For a function like:
Void testVoid (void)
{
do something here and the stack overflows such as sprintf in ssnetlib.dll
in SQL 2000 server (pre-SP3)
}
The compiler inserts the following opcodes before "ret".
Mov ecx, [esp]
Cmp word ptr [ecx], 0FFE4h ; check for "jmp esp"
Jnz realRet
Mov byte ptr [esp+4], 0cch ; stack has been overflowed and function
; will breakpoint (no need to go on anyway)
RealRet:
ret
For a function like:
Void testParametered(int I, int i2, int i3 ...)
{
do something here and the stack overflows such as sprintf in ssnetlib.dll
in SQL 2000 server (pre-SP3)
}
The compiler inserts the following opcode before "ret"
Mov byte ptr[esp+4], 0cch ; if return address is not overwritten,
; then this will be discarded by opcode such
as
; "add esp, xx" down the execution path.
; Otherwise, the exploitation code injected
onto the stack,
; which happens before this move, will
; cause a breakpoint trap to happen due to the
; "jmp esp" method exploited by the buffer
overflow.
Ret
Normally, both above functions continue normally.
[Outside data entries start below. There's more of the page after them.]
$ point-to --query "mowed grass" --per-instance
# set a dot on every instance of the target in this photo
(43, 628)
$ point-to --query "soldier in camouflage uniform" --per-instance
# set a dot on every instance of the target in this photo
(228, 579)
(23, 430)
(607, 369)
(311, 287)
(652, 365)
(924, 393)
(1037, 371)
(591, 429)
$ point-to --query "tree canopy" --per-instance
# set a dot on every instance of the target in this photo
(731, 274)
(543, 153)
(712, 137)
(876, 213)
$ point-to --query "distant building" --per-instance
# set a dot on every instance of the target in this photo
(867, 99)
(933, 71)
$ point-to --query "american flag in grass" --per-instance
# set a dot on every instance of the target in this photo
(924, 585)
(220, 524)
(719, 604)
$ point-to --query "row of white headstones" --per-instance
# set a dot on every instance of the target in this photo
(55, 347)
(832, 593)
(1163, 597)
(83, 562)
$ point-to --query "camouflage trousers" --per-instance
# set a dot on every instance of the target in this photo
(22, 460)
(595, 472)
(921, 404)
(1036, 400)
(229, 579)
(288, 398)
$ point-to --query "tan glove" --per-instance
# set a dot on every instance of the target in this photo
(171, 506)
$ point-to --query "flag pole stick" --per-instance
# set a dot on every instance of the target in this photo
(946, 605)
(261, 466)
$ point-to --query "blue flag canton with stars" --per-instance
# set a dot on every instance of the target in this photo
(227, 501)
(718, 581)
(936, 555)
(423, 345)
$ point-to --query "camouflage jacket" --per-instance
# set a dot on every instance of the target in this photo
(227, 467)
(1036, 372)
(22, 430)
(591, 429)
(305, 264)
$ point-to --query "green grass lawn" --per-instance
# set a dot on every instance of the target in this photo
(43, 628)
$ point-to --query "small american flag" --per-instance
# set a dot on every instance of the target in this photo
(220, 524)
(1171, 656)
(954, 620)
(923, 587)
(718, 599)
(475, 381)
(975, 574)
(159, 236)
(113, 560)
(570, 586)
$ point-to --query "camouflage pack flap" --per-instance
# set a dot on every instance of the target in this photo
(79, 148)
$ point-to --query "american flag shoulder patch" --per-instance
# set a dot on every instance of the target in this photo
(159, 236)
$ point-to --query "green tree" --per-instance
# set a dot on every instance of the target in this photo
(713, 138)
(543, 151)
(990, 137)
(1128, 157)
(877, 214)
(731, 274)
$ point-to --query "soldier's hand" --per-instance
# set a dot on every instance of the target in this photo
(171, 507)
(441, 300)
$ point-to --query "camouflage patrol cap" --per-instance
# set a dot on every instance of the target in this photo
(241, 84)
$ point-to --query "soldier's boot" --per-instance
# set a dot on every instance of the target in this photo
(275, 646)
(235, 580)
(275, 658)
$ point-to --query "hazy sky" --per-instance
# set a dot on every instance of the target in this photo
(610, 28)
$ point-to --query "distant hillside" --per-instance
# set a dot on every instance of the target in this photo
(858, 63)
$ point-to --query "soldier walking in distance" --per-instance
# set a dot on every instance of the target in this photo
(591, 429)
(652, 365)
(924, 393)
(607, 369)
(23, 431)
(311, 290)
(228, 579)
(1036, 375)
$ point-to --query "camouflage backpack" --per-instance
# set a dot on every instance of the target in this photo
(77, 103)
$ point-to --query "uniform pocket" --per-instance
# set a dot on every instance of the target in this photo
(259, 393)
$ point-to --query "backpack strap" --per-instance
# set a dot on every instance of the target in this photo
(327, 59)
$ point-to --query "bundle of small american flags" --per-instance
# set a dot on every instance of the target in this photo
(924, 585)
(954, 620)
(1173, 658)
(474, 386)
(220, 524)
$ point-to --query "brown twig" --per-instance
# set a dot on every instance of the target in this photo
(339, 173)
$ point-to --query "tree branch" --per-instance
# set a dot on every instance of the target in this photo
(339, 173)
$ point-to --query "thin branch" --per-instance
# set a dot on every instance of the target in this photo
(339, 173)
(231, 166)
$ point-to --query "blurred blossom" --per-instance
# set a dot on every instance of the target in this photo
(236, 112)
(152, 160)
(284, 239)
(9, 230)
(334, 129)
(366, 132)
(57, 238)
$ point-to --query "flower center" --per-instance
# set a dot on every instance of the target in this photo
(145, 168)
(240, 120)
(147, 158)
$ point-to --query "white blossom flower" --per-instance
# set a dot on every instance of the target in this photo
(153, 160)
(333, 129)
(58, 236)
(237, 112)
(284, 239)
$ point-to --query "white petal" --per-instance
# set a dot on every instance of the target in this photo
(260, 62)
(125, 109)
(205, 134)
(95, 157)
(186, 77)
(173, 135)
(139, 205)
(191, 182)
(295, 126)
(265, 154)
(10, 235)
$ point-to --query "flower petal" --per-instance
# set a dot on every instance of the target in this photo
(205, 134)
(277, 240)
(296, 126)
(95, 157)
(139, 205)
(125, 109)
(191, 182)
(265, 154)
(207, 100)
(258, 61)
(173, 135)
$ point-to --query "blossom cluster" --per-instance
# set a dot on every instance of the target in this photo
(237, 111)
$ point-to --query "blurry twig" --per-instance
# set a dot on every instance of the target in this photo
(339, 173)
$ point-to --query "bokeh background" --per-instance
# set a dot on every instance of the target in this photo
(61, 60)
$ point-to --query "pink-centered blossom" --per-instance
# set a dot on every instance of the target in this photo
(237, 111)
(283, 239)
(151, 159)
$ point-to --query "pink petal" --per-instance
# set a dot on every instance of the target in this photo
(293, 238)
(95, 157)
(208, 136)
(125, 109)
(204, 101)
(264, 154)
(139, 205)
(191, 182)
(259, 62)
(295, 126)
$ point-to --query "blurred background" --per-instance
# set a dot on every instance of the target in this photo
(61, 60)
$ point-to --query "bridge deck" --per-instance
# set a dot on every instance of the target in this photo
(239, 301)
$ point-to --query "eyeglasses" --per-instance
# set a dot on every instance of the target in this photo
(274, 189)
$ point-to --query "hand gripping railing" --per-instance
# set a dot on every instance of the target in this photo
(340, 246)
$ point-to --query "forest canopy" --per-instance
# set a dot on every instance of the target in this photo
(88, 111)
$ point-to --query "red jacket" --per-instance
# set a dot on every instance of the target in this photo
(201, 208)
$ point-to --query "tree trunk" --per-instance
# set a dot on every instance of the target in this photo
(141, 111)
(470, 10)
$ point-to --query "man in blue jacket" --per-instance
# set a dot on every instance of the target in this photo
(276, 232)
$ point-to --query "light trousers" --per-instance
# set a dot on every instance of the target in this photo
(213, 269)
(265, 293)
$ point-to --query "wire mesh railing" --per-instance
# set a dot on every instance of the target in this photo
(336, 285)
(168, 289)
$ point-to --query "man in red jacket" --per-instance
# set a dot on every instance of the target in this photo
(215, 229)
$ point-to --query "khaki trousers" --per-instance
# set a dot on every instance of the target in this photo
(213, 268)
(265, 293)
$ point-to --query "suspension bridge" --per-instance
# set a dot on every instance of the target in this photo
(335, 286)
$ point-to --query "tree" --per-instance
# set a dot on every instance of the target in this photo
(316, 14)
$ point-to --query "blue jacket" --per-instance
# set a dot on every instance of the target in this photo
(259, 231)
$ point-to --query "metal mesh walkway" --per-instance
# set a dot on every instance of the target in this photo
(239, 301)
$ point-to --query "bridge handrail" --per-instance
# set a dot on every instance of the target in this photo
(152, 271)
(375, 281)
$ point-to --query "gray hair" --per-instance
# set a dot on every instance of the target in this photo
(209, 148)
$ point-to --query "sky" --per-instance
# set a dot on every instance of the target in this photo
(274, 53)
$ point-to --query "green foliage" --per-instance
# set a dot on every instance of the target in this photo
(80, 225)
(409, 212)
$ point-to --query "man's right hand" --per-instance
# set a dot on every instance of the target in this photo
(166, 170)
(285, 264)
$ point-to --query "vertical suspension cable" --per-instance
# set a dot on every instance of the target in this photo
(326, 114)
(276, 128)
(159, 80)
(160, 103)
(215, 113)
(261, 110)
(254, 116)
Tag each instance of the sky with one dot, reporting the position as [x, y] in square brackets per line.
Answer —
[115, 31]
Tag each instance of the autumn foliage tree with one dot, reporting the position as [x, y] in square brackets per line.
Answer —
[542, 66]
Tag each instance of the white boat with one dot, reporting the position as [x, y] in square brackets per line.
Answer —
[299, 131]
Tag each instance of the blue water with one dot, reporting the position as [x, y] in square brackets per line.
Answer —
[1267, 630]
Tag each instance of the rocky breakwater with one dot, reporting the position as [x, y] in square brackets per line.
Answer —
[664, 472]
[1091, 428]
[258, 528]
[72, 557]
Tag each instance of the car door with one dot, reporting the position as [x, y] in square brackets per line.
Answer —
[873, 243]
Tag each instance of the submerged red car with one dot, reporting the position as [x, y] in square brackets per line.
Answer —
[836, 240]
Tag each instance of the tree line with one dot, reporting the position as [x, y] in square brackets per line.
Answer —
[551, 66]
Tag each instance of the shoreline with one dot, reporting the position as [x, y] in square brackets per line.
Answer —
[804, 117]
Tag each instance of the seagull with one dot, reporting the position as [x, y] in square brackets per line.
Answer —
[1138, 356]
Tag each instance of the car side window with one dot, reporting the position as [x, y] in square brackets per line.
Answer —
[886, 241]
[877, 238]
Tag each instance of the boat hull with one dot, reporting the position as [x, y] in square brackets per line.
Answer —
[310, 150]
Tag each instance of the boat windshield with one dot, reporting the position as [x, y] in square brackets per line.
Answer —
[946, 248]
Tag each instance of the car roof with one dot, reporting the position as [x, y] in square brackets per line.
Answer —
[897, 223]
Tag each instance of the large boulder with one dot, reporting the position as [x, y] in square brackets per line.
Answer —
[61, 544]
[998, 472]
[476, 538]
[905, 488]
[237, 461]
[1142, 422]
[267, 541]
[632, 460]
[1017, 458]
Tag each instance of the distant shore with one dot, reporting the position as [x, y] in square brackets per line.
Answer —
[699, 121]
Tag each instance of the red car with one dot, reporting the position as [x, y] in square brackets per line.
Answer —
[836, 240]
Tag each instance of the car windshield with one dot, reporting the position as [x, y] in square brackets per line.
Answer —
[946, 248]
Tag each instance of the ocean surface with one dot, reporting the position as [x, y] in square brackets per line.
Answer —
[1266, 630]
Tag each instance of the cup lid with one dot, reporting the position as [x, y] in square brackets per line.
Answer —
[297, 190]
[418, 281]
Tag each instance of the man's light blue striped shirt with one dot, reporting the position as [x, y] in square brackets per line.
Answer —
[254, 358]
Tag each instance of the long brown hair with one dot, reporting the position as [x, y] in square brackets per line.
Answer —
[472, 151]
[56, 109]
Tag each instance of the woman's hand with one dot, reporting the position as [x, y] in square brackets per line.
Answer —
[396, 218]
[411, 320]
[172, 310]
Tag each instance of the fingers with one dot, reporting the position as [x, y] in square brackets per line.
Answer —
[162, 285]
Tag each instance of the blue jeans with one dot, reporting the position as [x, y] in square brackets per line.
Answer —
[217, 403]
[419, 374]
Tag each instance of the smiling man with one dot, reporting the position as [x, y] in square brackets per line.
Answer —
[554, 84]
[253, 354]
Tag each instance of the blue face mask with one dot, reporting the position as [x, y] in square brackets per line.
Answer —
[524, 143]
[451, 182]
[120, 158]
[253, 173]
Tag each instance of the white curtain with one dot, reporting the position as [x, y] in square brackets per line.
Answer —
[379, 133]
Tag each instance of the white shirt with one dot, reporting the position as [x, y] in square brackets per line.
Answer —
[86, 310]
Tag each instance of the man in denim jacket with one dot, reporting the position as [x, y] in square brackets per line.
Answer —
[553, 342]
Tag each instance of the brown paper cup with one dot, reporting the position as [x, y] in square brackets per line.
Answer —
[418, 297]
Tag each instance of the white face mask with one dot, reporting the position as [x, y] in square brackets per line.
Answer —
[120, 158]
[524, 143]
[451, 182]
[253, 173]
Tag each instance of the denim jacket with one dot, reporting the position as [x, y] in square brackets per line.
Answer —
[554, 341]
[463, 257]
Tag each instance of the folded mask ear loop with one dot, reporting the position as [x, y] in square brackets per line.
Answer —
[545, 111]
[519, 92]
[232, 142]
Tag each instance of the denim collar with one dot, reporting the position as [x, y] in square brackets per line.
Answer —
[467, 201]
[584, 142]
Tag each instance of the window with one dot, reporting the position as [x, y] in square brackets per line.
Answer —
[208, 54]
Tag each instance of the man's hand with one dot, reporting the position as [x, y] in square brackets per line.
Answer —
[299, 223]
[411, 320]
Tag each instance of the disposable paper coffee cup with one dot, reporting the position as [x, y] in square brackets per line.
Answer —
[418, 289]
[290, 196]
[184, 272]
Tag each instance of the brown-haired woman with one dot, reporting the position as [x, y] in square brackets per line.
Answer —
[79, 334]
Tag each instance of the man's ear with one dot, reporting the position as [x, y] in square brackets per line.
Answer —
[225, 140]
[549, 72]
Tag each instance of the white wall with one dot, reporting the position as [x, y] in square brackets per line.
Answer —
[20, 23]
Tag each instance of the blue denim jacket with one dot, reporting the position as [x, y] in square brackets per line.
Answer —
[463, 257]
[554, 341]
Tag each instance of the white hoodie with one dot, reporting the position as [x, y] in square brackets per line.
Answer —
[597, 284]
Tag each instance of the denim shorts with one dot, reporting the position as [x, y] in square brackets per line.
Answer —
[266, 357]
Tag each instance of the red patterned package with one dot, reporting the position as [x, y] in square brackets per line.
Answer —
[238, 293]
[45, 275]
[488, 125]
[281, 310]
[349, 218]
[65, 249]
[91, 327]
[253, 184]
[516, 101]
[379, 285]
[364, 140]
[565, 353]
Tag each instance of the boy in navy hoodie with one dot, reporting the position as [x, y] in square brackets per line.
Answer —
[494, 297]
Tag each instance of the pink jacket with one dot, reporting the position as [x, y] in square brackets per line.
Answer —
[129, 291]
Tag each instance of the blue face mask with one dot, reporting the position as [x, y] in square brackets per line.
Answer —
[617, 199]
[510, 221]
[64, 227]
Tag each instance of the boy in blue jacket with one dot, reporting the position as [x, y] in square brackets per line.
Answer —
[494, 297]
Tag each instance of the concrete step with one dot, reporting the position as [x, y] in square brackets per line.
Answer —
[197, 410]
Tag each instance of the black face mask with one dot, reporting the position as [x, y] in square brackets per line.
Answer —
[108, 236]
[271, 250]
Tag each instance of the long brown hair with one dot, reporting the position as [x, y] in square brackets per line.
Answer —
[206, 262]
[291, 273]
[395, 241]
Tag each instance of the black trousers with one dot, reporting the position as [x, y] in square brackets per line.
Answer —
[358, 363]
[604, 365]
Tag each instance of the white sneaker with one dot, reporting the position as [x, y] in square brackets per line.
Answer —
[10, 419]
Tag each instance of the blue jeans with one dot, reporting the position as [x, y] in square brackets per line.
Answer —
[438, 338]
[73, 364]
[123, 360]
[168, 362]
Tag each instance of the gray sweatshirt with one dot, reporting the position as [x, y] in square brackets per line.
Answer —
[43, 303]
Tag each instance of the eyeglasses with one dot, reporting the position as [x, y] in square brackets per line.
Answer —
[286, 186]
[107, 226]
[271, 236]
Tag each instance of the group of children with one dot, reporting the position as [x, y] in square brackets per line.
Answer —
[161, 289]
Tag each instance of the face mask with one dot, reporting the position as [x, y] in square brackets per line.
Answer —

However, if the stack
is overflowed due to some software bugs under exploitation attack, then
the mechanism listed above will generate breakpoint trap and the
execution of malicious code is stopped.
Unfortunately, it will definitely increase the executable image size
and some runtime hit (should not be much because of the cache lines are
still valid etc.). Some might think that this creates some false
illusion of security. However, it does dam the overflow to what has
been overflowed and prevent the overflow from spreading so that we do
not have to hear others say:" dam it".